Siamo, evidentemente, di fronte ad una strategia apparentemente arruffata, in effetti attentamente curata quanto inedita e spregiudicata. E francamente disumana, ammesso che considerazioni del genere abbiano ancora – e non solo nel caso in esame – un qualche diritto di cittadinanza. Si potrebbe definirla – ma è un ossimoro – una sorta di “imperialismo isolazionista”.

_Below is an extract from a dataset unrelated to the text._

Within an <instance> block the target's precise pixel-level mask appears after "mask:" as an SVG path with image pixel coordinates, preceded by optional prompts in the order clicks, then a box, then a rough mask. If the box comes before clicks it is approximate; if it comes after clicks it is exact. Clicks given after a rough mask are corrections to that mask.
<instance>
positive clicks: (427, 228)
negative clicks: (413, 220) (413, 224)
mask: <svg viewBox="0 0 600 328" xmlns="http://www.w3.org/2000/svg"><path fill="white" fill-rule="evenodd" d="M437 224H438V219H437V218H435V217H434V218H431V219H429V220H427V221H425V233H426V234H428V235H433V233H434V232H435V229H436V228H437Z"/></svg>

Sembra che Trump – dalla Groenlandia, al Canada, passando per il suo Paese, fino all’ex-Golfo del Messico ed a Panama ( ed oltre?) voglia riservarsi uno spicchio del mondo, protetto dai due Oceani. E da lì esercitare, senza uscire di casa, con misure protezionistiche, minacce, pressioni, ricatti e quant’altro prescinda dal rispetto del diritto internazionale o, più semplicemente, da elementari leggi di reciproca convivenza, un controllo delle aree strategiche del mondo che, ad esempio, nel caso della Riviera di Gaza, va ben oltre la classica dottrina delle “sfere di influenza” per diventare di fatto un “dominio” totale ed incontrollato. È l’esuberanza e la vitalità incontenibile e prorompente di un Paese sano e di un leader forte? Oppure no?

Spesso la tracotanza nasconde un timore sottile e strisciante che si vuole esorcizzare prima di essere costretti a confessarlo a sé stessi. È solo l’insana follia di un personaggio per lo meno eccentrico oppure, al di là dell’aspetto fenomenico, per sghembo e paradossale che sia, quel che succede risponde ad una logica che ha a che vedere non solo con le sempiterne ragioni di potere, ma anche, si potrebbe dire, con una sorta di trasformazione “ontologica” di quest’ultimo che, nella sua accezione politica tradizionale, viene via via subornato dal potere della tecnica? Non a caso la “corte dei miracoli” di Trump è zeppa dei migliori personaggi che conosciamo.

È bene che l’Europa si faccia quanto prima un’idea chiara di quanto avviene. La stessa cosa vale, in particolare, per il nostro Paese che deve uscire dall’incantamento catatonico che Trump esercita sulle forze di maggioranza del nostro Governo. Se poi quest’ultimo volesse effettivamente – cosa che evidentemente non è – esercitare un ruolo significativo sul piano internazionale, anziché piegarsi come fa il “bimbo”, o comunque assentire o zittirsi, visto il rapporto di privilegiata simpatia in essere, dovrebbe rispettosamente alzare la testa e dire che nemmeno l’Italia, concorde con il resto dell’ Europa, cosi non ci sta.